The head of planetary defence at NASA, Lindley Johnson, has spoken to Politico about how the organisation could defend the Earth against the unlikely and unwelcome possibility of an asteroid impact.
Johnson, a former Air Force officer who published a paper on the subject in 1994, is behind recent plans to prepare the planet for an encounter with a ‘Near-Earth Object' (NEO), of which there are three: nudging it off course; using a spacecraft to change its course using an artificial gravity well; and "the one everybody likes to talk about", the nuclear option.
Using a kinetic impact to redirect an asteroid is the simplest method, and NASA has plans to trial the technique with the Double Asteroid Redirect Test. Johnson says that DART will be "a significant increase on the planetary defence programme", and is responsible for a large budget increase for the department: from $60 million to $150 million in 2019, of which about $98 million is bookmarked for the initiative.

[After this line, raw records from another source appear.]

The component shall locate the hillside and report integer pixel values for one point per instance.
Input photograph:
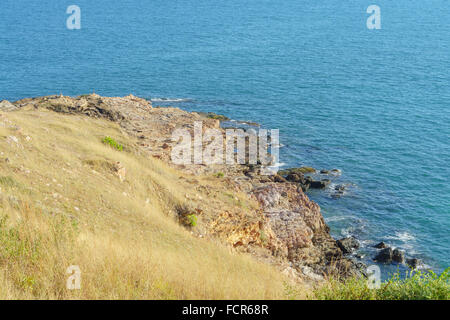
(86, 181)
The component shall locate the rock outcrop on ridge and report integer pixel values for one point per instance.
(285, 228)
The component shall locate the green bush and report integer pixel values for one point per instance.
(113, 143)
(416, 285)
(192, 218)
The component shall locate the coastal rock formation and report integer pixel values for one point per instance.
(384, 256)
(348, 245)
(398, 256)
(414, 262)
(284, 227)
(381, 245)
(6, 106)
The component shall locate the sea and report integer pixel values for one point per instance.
(371, 102)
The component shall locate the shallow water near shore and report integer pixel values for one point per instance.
(372, 103)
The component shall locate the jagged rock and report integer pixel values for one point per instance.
(7, 106)
(295, 177)
(384, 256)
(278, 178)
(348, 245)
(320, 184)
(380, 245)
(398, 256)
(301, 170)
(413, 262)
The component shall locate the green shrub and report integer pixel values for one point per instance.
(416, 285)
(192, 218)
(112, 143)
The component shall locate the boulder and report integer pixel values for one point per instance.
(348, 245)
(380, 245)
(413, 262)
(320, 184)
(278, 178)
(5, 105)
(398, 256)
(384, 256)
(295, 177)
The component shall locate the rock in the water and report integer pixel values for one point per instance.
(295, 177)
(297, 170)
(384, 256)
(348, 245)
(278, 178)
(398, 256)
(5, 105)
(380, 245)
(315, 184)
(414, 262)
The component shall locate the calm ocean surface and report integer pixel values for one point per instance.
(373, 103)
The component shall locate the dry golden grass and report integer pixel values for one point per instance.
(61, 204)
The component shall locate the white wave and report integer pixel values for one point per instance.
(402, 236)
(170, 99)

Politico says that this funding increase for the Planetary Defense Coordination Office may be delayed, which would also postpone the test (currently planned to take place in 2022). If NASA appropriations for 2019 are included in a continuing resolution, the the agency would need continue to operate at current spending levels until Congress passes a new budget.
The second option is the artificial gravity well, the idea being that a spacecraft of sufficient mass could slowly and passively tug an asteroid off of its impact trajectory. It wouldn't work for very large NEOs, but those of around 100m in size are viable targets. This programme "was going to be part of the asteroid redirect mission back in the last administration, but that programme didn't make it through the transition," said Johnson.
Finally is the method most beloved of Hollywood: a nuclear strike. Films like 'Armageddon' are, of course, unrealistic: planting a nuke inside an asteroid would simply result in "a bunch of buckshot headed at you."
A much more viable option is using a nuke to alter an asteroid's course by detonating it above the surface. Johnson said, "The nuclear radiation causes super heating of the asteroid surface and imparts a force on the asteroid in the opposite direction."
Oh, and in case you wondering, Johnson's favourite movie isn't 'Deep Impact' or 'Armageddon': it's 1979's 'Meteor'. "Sean Connery played me," he joked.